Colma Creek Restoration Plan

CLIENT: San Mateo County Environmental Services Agency
PARTNERS: California Native Plant Society, Watershed Project

In 2002, the California Native Plant Society’s Heart of the Mountain volunteer stewardship project began restoring native plant communities in the Colma Creek headwaters of San Bruno Mountain State & County Park. Volunteer stewards controlled invasive plants and propagated and installed native plantings in a small glade in the headwaters area. In 2004, the County received Proposition 12 funds to continue efforts initiated by the CA Native Plant Society and more fully restore the headwaters area.

Removing exotic invasives will raise the water table at Colma Creek allowing perennial year round steam flow in the headwaters area to further increase the habitat value of the area.

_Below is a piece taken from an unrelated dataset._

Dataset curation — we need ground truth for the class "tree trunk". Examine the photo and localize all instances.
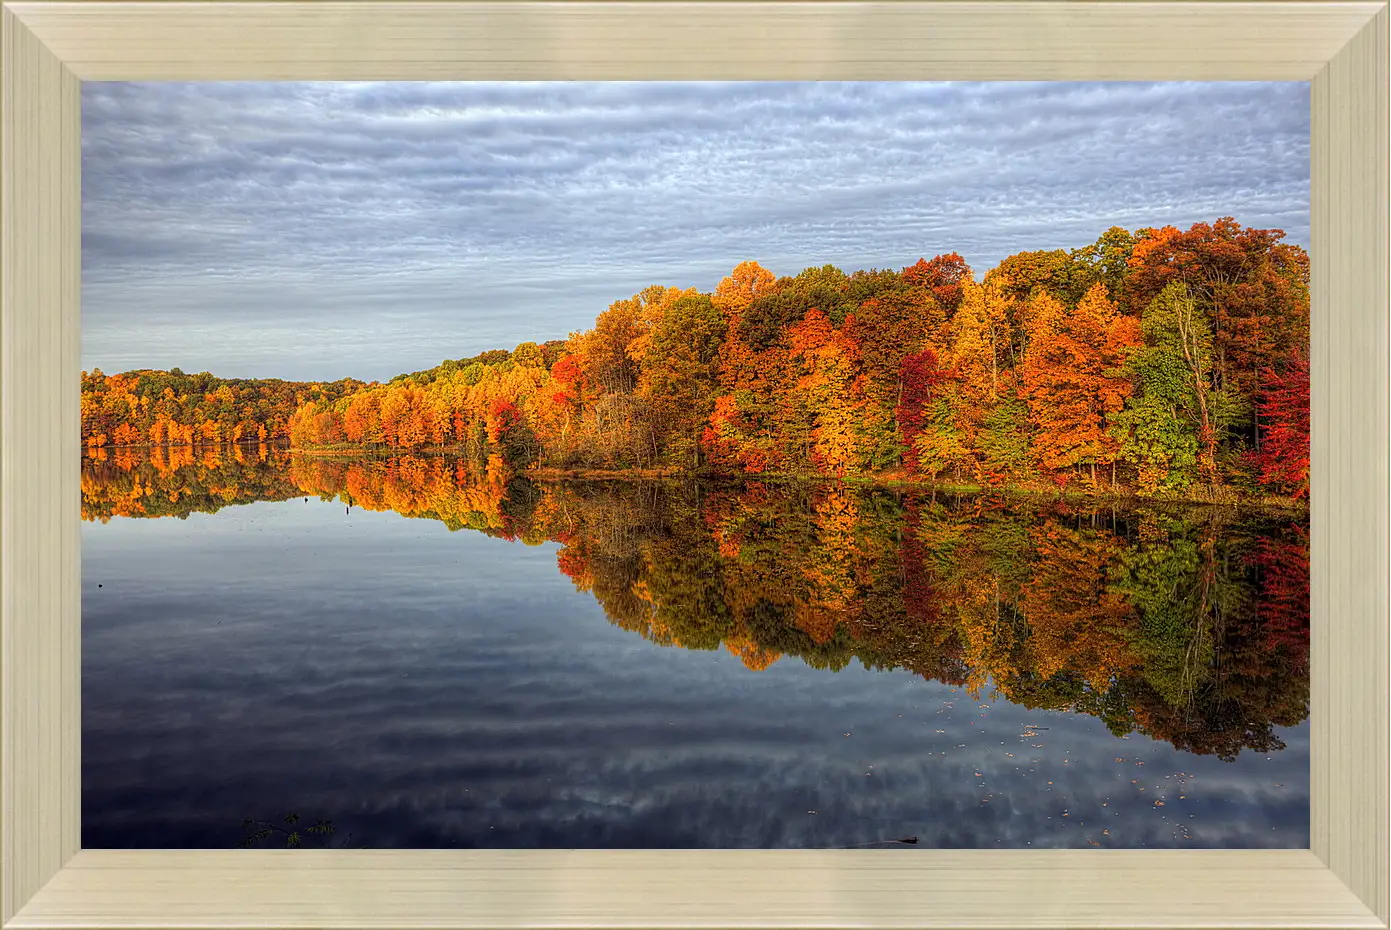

In 2005, Shelterbelt was hired by San Mateo County to prepare a 3-year restoration plan for the project and facilitate public meetings for the project. Working closely with the Heart of the Mountain and San Mateo County planning staff, Shelterbelt prepared an ambitious plan to remove over 150 Eucalyptus trees and associated invasive understory plants, propagate and revegetate the area with native riparian plant species, protect the stream channel from erosion during the restoration project term and sustainably dispose of a vast quantity of vegetative debris. The removal of the Eucalyptus trees growing in and around the stream channel would provide enough light and space to establish native riparian plants like willow (Salix sp.) and dogwood (Cornus sp.) which would provide valuable habitat for native wildlife. The removal of the trees would raise the water table to allow perennial year round steam flow in the headwaters area further increasing the habitat value of the area. The surrounding project area would be revegetated with native coastal scrub and grassland species.